Centre for Health Informatics, Computing, and Statistics, Lancaster Medical School, Lancaster University, Lancaster, UK.
Sci Rep. 2023 Oct 21;13(1):18015. doi: 10.1038/s41598-023-45155-7.
Effective public health surveillance requires consistent monitoring of disease signals such that researchers and decision-makers can react dynamically to changes in disease occurrence. However, whilst surveillance initiatives exist in production animal veterinary medicine, comparable frameworks for companion animals are lacking. First-opinion veterinary electronic health records (EHRs) have the potential to reveal disease signals and often represent the initial reporting of clinical syndromes in animals presenting for medical attention, highlighting their possible significance in early disease detection. Yet despite their availability, there are limitations surrounding their free text-based nature, inhibiting the ability for national-level mortality and morbidity statistics to occur. This paper presents PetBERT, a large language model trained on over 500 million words from 5.1 million EHRs across the UK. PetBERT-ICD is the additional training of PetBERT as a multi-label classifier for the automated coding of veterinary clinical EHRs with the International Classification of Disease 11 framework, achieving F1 scores exceeding 83% across 20 disease codings with minimal annotations. PetBERT-ICD effectively identifies disease outbreaks, outperforming current clinician-assigned point-of-care labelling strategies up to 3 weeks earlier. The potential for PetBERT-ICD to enhance disease surveillance in veterinary medicine represents a promising avenue for advancing animal health and improving public health outcomes.

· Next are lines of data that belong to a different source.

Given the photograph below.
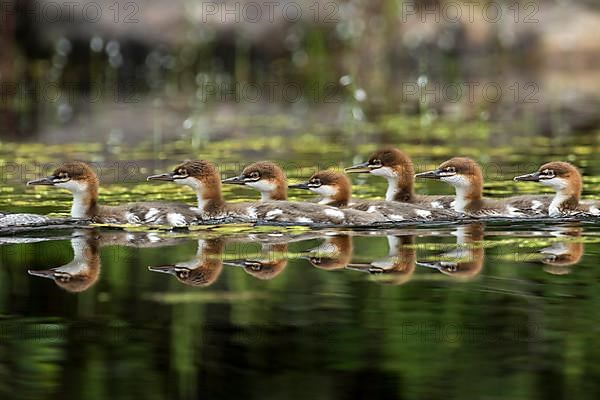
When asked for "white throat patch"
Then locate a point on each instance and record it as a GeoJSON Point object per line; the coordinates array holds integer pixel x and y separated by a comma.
{"type": "Point", "coordinates": [79, 190]}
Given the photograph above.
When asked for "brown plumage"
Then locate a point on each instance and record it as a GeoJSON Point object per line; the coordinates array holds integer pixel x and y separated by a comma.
{"type": "Point", "coordinates": [212, 206]}
{"type": "Point", "coordinates": [395, 269]}
{"type": "Point", "coordinates": [397, 168]}
{"type": "Point", "coordinates": [266, 177]}
{"type": "Point", "coordinates": [83, 271]}
{"type": "Point", "coordinates": [201, 271]}
{"type": "Point", "coordinates": [334, 253]}
{"type": "Point", "coordinates": [335, 189]}
{"type": "Point", "coordinates": [272, 262]}
{"type": "Point", "coordinates": [81, 180]}
{"type": "Point", "coordinates": [469, 255]}
{"type": "Point", "coordinates": [567, 183]}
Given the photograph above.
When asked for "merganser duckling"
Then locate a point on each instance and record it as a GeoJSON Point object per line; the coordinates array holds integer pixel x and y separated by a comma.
{"type": "Point", "coordinates": [468, 256]}
{"type": "Point", "coordinates": [466, 177]}
{"type": "Point", "coordinates": [336, 190]}
{"type": "Point", "coordinates": [83, 271]}
{"type": "Point", "coordinates": [334, 253]}
{"type": "Point", "coordinates": [201, 271]}
{"type": "Point", "coordinates": [21, 219]}
{"type": "Point", "coordinates": [82, 182]}
{"type": "Point", "coordinates": [272, 262]}
{"type": "Point", "coordinates": [566, 180]}
{"type": "Point", "coordinates": [397, 168]}
{"type": "Point", "coordinates": [399, 265]}
{"type": "Point", "coordinates": [264, 176]}
{"type": "Point", "coordinates": [560, 256]}
{"type": "Point", "coordinates": [204, 178]}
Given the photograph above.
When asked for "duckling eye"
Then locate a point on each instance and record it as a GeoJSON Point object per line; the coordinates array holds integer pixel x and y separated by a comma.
{"type": "Point", "coordinates": [183, 274]}
{"type": "Point", "coordinates": [255, 267]}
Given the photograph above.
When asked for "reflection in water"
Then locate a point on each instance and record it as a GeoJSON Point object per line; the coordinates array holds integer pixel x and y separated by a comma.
{"type": "Point", "coordinates": [271, 263]}
{"type": "Point", "coordinates": [334, 253]}
{"type": "Point", "coordinates": [203, 270]}
{"type": "Point", "coordinates": [466, 261]}
{"type": "Point", "coordinates": [395, 269]}
{"type": "Point", "coordinates": [560, 256]}
{"type": "Point", "coordinates": [83, 271]}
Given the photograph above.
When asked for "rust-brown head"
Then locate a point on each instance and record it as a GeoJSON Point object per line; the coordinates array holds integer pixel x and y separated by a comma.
{"type": "Point", "coordinates": [203, 270]}
{"type": "Point", "coordinates": [559, 175]}
{"type": "Point", "coordinates": [83, 271]}
{"type": "Point", "coordinates": [334, 253]}
{"type": "Point", "coordinates": [200, 175]}
{"type": "Point", "coordinates": [466, 262]}
{"type": "Point", "coordinates": [393, 165]}
{"type": "Point", "coordinates": [78, 178]}
{"type": "Point", "coordinates": [266, 177]}
{"type": "Point", "coordinates": [464, 174]}
{"type": "Point", "coordinates": [333, 186]}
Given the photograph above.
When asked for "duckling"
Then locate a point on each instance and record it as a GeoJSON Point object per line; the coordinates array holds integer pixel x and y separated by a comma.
{"type": "Point", "coordinates": [466, 177]}
{"type": "Point", "coordinates": [397, 168]}
{"type": "Point", "coordinates": [469, 254]}
{"type": "Point", "coordinates": [83, 271]}
{"type": "Point", "coordinates": [204, 178]}
{"type": "Point", "coordinates": [266, 177]}
{"type": "Point", "coordinates": [79, 179]}
{"type": "Point", "coordinates": [334, 253]}
{"type": "Point", "coordinates": [336, 190]}
{"type": "Point", "coordinates": [395, 269]}
{"type": "Point", "coordinates": [201, 271]}
{"type": "Point", "coordinates": [271, 264]}
{"type": "Point", "coordinates": [566, 180]}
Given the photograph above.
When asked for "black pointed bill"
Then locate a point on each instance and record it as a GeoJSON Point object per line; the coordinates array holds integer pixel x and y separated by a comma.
{"type": "Point", "coordinates": [435, 174]}
{"type": "Point", "coordinates": [534, 177]}
{"type": "Point", "coordinates": [42, 273]}
{"type": "Point", "coordinates": [47, 181]}
{"type": "Point", "coordinates": [234, 180]}
{"type": "Point", "coordinates": [163, 269]}
{"type": "Point", "coordinates": [361, 168]}
{"type": "Point", "coordinates": [303, 185]}
{"type": "Point", "coordinates": [169, 176]}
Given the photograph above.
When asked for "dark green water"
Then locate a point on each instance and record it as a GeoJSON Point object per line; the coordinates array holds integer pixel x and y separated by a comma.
{"type": "Point", "coordinates": [512, 315]}
{"type": "Point", "coordinates": [496, 311]}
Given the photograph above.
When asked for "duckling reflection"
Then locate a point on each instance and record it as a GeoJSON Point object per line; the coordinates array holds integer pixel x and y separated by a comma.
{"type": "Point", "coordinates": [334, 253]}
{"type": "Point", "coordinates": [272, 262]}
{"type": "Point", "coordinates": [203, 270]}
{"type": "Point", "coordinates": [560, 256]}
{"type": "Point", "coordinates": [468, 255]}
{"type": "Point", "coordinates": [83, 271]}
{"type": "Point", "coordinates": [399, 265]}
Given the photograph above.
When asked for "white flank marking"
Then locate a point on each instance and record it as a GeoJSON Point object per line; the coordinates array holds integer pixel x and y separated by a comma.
{"type": "Point", "coordinates": [333, 213]}
{"type": "Point", "coordinates": [132, 218]}
{"type": "Point", "coordinates": [436, 204]}
{"type": "Point", "coordinates": [273, 213]}
{"type": "Point", "coordinates": [151, 215]}
{"type": "Point", "coordinates": [423, 213]}
{"type": "Point", "coordinates": [153, 237]}
{"type": "Point", "coordinates": [176, 219]}
{"type": "Point", "coordinates": [251, 212]}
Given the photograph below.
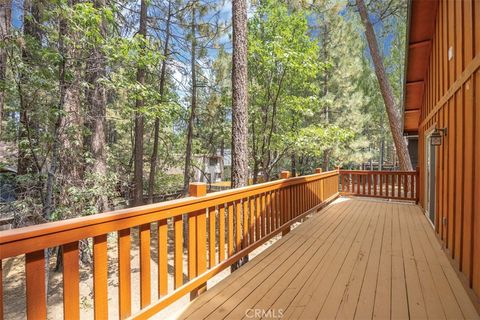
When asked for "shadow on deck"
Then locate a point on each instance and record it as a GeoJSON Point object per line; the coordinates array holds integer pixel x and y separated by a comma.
{"type": "Point", "coordinates": [357, 258]}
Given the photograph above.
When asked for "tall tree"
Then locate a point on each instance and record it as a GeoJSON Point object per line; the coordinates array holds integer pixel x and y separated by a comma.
{"type": "Point", "coordinates": [394, 118]}
{"type": "Point", "coordinates": [5, 20]}
{"type": "Point", "coordinates": [97, 103]}
{"type": "Point", "coordinates": [193, 106]}
{"type": "Point", "coordinates": [163, 79]}
{"type": "Point", "coordinates": [239, 95]}
{"type": "Point", "coordinates": [139, 118]}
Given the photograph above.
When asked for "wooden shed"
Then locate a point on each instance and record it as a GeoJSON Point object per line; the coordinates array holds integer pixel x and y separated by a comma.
{"type": "Point", "coordinates": [442, 107]}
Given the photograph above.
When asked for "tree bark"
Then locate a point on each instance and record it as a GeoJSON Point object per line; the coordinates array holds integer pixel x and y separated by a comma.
{"type": "Point", "coordinates": [5, 20]}
{"type": "Point", "coordinates": [32, 17]}
{"type": "Point", "coordinates": [96, 121]}
{"type": "Point", "coordinates": [386, 90]}
{"type": "Point", "coordinates": [239, 95]}
{"type": "Point", "coordinates": [163, 73]}
{"type": "Point", "coordinates": [191, 119]}
{"type": "Point", "coordinates": [139, 120]}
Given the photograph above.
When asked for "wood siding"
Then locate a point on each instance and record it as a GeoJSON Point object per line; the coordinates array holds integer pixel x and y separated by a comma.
{"type": "Point", "coordinates": [452, 100]}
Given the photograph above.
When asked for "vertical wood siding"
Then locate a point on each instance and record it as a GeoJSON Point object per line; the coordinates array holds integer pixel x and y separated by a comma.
{"type": "Point", "coordinates": [452, 100]}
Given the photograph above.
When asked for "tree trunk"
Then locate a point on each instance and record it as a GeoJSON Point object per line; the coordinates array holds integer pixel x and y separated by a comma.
{"type": "Point", "coordinates": [5, 20]}
{"type": "Point", "coordinates": [191, 119]}
{"type": "Point", "coordinates": [382, 155]}
{"type": "Point", "coordinates": [163, 73]}
{"type": "Point", "coordinates": [386, 90]}
{"type": "Point", "coordinates": [293, 164]}
{"type": "Point", "coordinates": [31, 29]}
{"type": "Point", "coordinates": [239, 101]}
{"type": "Point", "coordinates": [239, 95]}
{"type": "Point", "coordinates": [96, 121]}
{"type": "Point", "coordinates": [139, 120]}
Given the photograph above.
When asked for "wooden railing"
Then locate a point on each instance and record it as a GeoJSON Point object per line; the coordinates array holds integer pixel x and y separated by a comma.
{"type": "Point", "coordinates": [223, 227]}
{"type": "Point", "coordinates": [400, 185]}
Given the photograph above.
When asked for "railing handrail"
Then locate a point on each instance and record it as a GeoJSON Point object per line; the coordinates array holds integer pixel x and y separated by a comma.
{"type": "Point", "coordinates": [247, 217]}
{"type": "Point", "coordinates": [377, 171]}
{"type": "Point", "coordinates": [399, 185]}
{"type": "Point", "coordinates": [90, 226]}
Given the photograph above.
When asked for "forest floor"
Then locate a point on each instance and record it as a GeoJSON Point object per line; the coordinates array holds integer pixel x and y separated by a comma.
{"type": "Point", "coordinates": [14, 284]}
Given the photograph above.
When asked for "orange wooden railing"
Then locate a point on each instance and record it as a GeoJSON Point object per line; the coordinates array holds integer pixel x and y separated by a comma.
{"type": "Point", "coordinates": [400, 185]}
{"type": "Point", "coordinates": [223, 227]}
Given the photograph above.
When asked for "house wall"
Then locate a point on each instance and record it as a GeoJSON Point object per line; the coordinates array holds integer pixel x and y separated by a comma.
{"type": "Point", "coordinates": [452, 100]}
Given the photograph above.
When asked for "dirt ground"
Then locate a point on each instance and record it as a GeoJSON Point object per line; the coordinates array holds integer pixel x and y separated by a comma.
{"type": "Point", "coordinates": [14, 283]}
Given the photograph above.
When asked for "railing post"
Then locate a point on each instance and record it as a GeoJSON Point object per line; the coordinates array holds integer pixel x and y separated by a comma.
{"type": "Point", "coordinates": [286, 202]}
{"type": "Point", "coordinates": [197, 239]}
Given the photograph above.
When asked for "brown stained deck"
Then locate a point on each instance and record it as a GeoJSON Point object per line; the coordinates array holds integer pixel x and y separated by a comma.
{"type": "Point", "coordinates": [357, 258]}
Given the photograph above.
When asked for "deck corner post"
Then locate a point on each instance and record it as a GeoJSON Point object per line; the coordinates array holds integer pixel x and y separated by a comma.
{"type": "Point", "coordinates": [417, 185]}
{"type": "Point", "coordinates": [197, 239]}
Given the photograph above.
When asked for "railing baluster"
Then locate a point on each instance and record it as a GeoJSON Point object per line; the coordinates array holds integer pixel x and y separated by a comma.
{"type": "Point", "coordinates": [192, 246]}
{"type": "Point", "coordinates": [212, 243]}
{"type": "Point", "coordinates": [1, 290]}
{"type": "Point", "coordinates": [245, 222]}
{"type": "Point", "coordinates": [35, 282]}
{"type": "Point", "coordinates": [100, 277]}
{"type": "Point", "coordinates": [268, 208]}
{"type": "Point", "coordinates": [145, 276]}
{"type": "Point", "coordinates": [257, 214]}
{"type": "Point", "coordinates": [412, 187]}
{"type": "Point", "coordinates": [124, 276]}
{"type": "Point", "coordinates": [71, 277]}
{"type": "Point", "coordinates": [274, 210]}
{"type": "Point", "coordinates": [262, 215]}
{"type": "Point", "coordinates": [178, 251]}
{"type": "Point", "coordinates": [201, 246]}
{"type": "Point", "coordinates": [238, 226]}
{"type": "Point", "coordinates": [230, 228]}
{"type": "Point", "coordinates": [251, 201]}
{"type": "Point", "coordinates": [162, 257]}
{"type": "Point", "coordinates": [221, 233]}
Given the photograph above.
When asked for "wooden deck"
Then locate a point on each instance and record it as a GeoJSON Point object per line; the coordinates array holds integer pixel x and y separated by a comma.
{"type": "Point", "coordinates": [357, 258]}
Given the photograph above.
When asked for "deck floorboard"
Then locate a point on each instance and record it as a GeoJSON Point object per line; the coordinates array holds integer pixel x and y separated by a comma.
{"type": "Point", "coordinates": [356, 259]}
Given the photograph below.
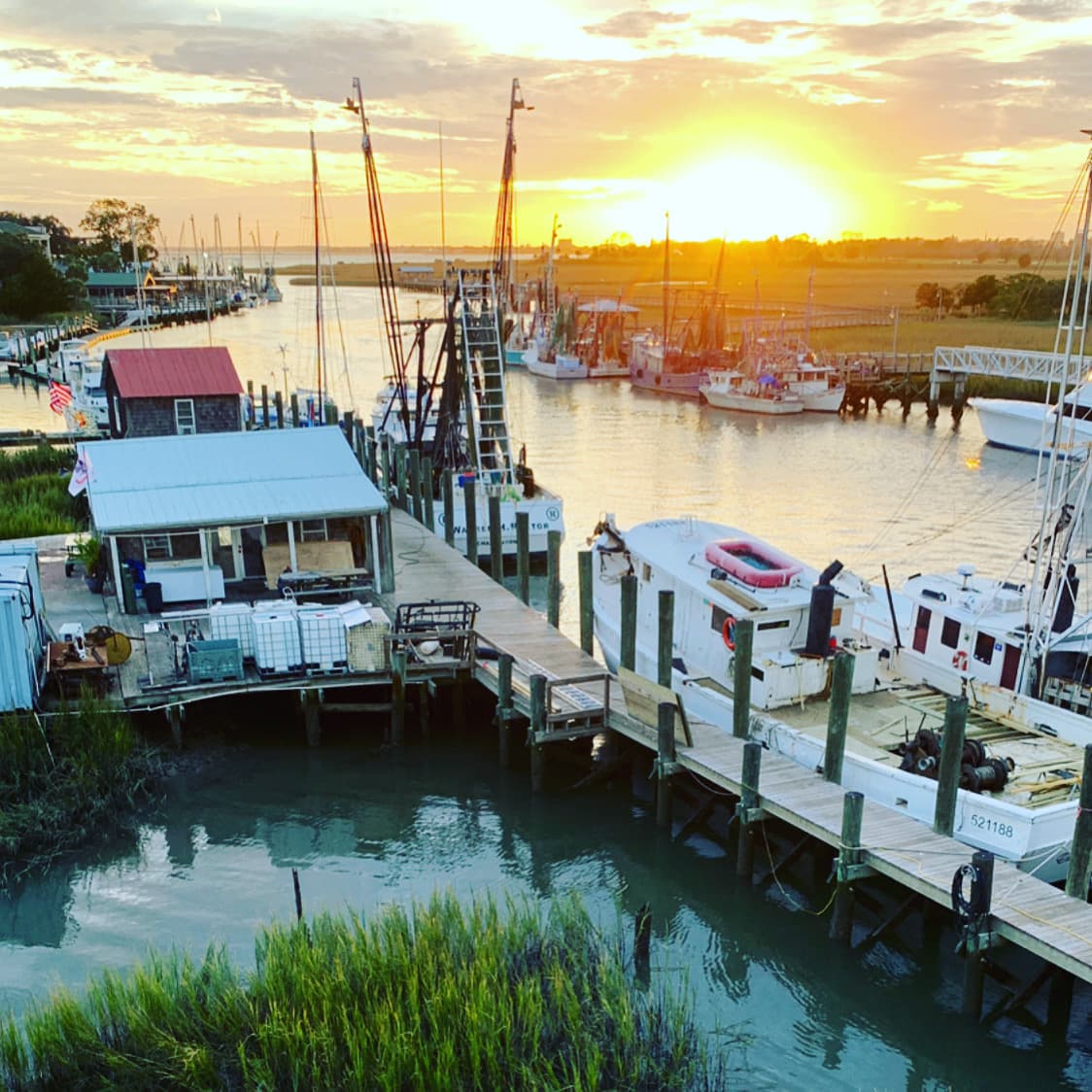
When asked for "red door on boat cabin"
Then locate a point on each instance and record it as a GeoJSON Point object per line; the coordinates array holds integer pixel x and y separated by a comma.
{"type": "Point", "coordinates": [922, 628]}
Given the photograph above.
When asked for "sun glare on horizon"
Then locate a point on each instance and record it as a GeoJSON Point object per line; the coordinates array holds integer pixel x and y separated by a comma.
{"type": "Point", "coordinates": [740, 195]}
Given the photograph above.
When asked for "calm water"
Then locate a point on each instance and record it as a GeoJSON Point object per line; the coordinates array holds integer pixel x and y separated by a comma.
{"type": "Point", "coordinates": [368, 828]}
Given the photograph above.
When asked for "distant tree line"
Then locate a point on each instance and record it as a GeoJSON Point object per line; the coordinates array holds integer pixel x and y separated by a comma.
{"type": "Point", "coordinates": [1024, 296]}
{"type": "Point", "coordinates": [32, 285]}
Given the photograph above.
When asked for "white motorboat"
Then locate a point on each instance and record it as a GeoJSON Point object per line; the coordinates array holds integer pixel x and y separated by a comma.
{"type": "Point", "coordinates": [1034, 426]}
{"type": "Point", "coordinates": [735, 390]}
{"type": "Point", "coordinates": [1021, 777]}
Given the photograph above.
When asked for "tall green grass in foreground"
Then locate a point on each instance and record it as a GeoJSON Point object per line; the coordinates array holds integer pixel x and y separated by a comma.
{"type": "Point", "coordinates": [439, 997]}
{"type": "Point", "coordinates": [61, 782]}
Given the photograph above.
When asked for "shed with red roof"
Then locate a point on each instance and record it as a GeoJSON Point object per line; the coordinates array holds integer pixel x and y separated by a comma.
{"type": "Point", "coordinates": [172, 391]}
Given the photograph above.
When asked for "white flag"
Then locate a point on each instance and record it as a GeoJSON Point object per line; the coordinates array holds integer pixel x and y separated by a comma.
{"type": "Point", "coordinates": [81, 473]}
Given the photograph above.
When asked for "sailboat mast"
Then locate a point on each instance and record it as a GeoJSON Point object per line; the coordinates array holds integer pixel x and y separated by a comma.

有效的公共卫生监测需要持续监测疾病信号,以便研究人员和决策者能够对疾病发生的变化做出动态反应。然而,虽然在生产动物兽医医学中有监测举措,但缺乏类似的伴侣动物框架。第一意见兽医电子健康记录 (EHR) 有可能揭示疾病信号,并且通常代表着动物就诊时临床综合征的初始报告,突出了它们在早期疾病检测中的可能意义。尽管它们已经存在,但由于其基于自由文本的性质存在限制,因此无法进行国家级的死亡率和发病率统计。本文介绍了 PetBERT,这是一个在英国 510 万份 EHR 中超过 5 亿字的大型语言模型。PetBERT-ICD 是对 PetBERT 的额外训练,作为一种多标签分类器,用于对兽医临床 EHR 进行国际疾病分类第 11 版的自动编码,在 20 种疾病编码中实现了超过 83%的 F1 分数,只需最小的注释。PetBERT-ICD 能够有效地识别疾病爆发,比当前临床医生分配的即时检测标签策略提前多达 3 周。PetBERT-ICD 增强兽医医学疾病监测的潜力代表了一个有前途的途径,可以促进动物健康和改善公共卫生结果。